Note: Research Tissue Banks (RTBs) and Research Databases (RDBs) are excluded — the 'Notice of Substantial Amendment' form and the Amendment tab in IRAS continue to apply for these.
Three categories of modification now apply:
Modification categories
| Substantial modification |
A change likely to have a substantial impact on participant safety or rights, or on data reliability. Requires REC review. Examples include: significant changes to participant information sheets or consent procedures; change of chief investigator; change of primary endpoints; addition of a study arm; withdrawal of an independent data monitoring committee. |
| Modification of an important detail |
A change that does not significantly impact participant safety or rights, but which the REC needs to be made aware of for administrative or oversight purposes. Not reviewed by the REC — no outcome is issued. Examples include: changes to project title or contact details; increase in study duration (without extending treatment exposure); change of sponsor. |
| Minor modification |
Changes that do not fall into either category above. Can be implemented at any time without informing the REC (though other approvals such as HRA Approval may still be required). Examples include: addition of a new site or investigator; minor protocol corrections; changes in logistical or technical arrangements. |
Sponsor responsibility: Determining whether a proposed change is significant or insignificant remains the responsibility of the sponsor, consistent with current practice.
The application, booking, and REC meeting process for non-CTIMPs remains unchanged. However, the HRA has provided greater clarity on timelines for each stage:
Approvales process
| Validation |
REC aims to confirm validity within 1 working day.

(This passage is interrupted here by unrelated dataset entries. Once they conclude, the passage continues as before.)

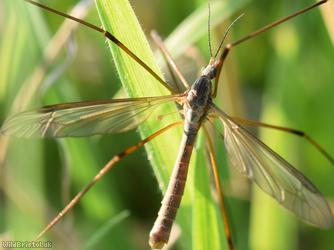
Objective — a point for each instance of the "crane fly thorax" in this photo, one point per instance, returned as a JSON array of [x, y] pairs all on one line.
[[198, 98]]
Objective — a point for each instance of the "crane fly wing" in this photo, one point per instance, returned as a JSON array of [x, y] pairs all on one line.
[[273, 174], [84, 118]]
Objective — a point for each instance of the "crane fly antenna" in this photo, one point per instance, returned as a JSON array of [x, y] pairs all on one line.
[[226, 33], [209, 29]]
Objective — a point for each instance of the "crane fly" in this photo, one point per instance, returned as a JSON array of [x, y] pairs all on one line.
[[250, 156]]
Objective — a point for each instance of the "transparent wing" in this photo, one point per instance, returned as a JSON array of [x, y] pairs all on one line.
[[84, 118], [273, 174]]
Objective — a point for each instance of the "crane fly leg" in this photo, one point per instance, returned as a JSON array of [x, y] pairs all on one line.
[[100, 174]]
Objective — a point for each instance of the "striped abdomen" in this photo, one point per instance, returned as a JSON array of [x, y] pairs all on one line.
[[160, 232]]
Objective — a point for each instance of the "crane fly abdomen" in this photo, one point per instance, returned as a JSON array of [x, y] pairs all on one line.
[[195, 109], [160, 232]]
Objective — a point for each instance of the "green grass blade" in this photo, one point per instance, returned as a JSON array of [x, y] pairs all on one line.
[[120, 20]]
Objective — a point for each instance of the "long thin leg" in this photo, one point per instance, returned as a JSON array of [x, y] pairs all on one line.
[[219, 189], [229, 46], [109, 36], [285, 129], [169, 58], [100, 174]]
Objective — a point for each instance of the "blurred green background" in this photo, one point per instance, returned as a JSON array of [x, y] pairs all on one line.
[[283, 77]]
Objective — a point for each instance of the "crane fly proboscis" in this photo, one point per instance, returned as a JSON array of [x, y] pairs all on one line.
[[249, 155]]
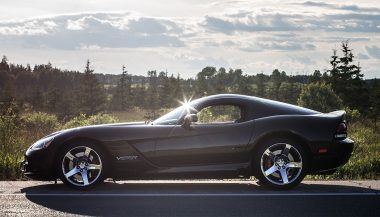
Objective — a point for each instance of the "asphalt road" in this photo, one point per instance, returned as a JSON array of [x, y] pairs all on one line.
[[190, 198]]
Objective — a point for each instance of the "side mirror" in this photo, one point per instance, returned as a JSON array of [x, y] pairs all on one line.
[[189, 118]]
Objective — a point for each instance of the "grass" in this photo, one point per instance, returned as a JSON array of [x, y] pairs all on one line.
[[17, 135]]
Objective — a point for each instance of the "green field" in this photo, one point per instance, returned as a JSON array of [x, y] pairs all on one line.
[[18, 133]]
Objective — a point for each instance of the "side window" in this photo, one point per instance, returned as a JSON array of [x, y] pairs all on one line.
[[219, 114]]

Sponsors have 7 calendar days to resolve issues. All submissions confirmed valid or invalid within 7 calendar days. |
| Initial REC review |
Completed within a maximum of 30 calendar days of validation. Applies to full committee reviews; Proportionate Review studies follow the same timeline via sub-committee. |
| Request for further information (RFI) |
Issued if the REC cannot give a favourable opinion after initial review. Sponsors have up to 60 calendar days to respond. Extensions can be requested directly from the REC. |
| REC response to RFI |
Outcome issued within 10 calendar days of receipt of a complete response. Possible outcomes: favourable opinion; favourable opinion subject to conditions; unfavourable opinion. |
| Appeal |
Unfavourable opinions can be appealed to appeals@hra.nhs.uk within 28 calendar days of receiving the outcome. |
From 28 April 2026, substantial modification requests follow a revised review process with defined timelines. The previous option to submit a 'modified amendment' following an unfavourable opinion no longer exists — sponsors now have the opportunity to respond to a Request for Further Information before a final decision is made.
Modification proecss
| Validation |
Confirmed within 7 calendar days. Sponsors have 7 days to resolve issues; failure to do so requires resubmission. |
| REC review |
Outcome issued within 35 calendar days of validation. Possible outcomes: favourable opinion; favourable opinion subject to conditions; RFI; unfavourable opinion. |
| Request for further information |
Issued within the 35-day window where the REC cannot approve outright. Sponsors have up to 60 calendar days to respond. Extensions are available on request to the REC. |
| REC response to RFI |
Outcome within 10 calendar days of a complete response. Modified amendments must not be submitted — the RFI process replaces this route. |
| Appeal |
Unfavourable opinions may be appealed to appeals@hra.nhs.uk within 28 calendar days. |
Transparency requirements for non-CTIMP clinical trials have been updated to align more closely with the new CTIMP registration rules, supporting consistency across all UK trials.
Research transparency and registration requirements
| Registration timing |
Non-CTIMP clinical trials must now register before the first participant is recruited, or within 90 days of approval — whichever is earlier. The previous 6-week post-recruitment window has been removed. |
| Deferral period |
Where deferral from registration is granted, this will be for 30 months from the end of trial date. If the end of trial date changes, the deferral period updates accordingly. |
| Plan language summary |
Summary A plain language summary of findings must be submitted as part of the Final Report. These are published on the HRA website alongside the research summary record. |
| Results sharing |
Sponsors are expected to make trial information publicly available and to offer to share results with participants, consistent with existing REC conditions. |
What you need to do now: Non-CTIMPS
| 1 |
Familiarise yourself with the new modification categories
Understand whether proposed changes to your study are substantial modifications, modifications of an important detail, or minor modifications. Use the IRAS Modification Tool to help categorise.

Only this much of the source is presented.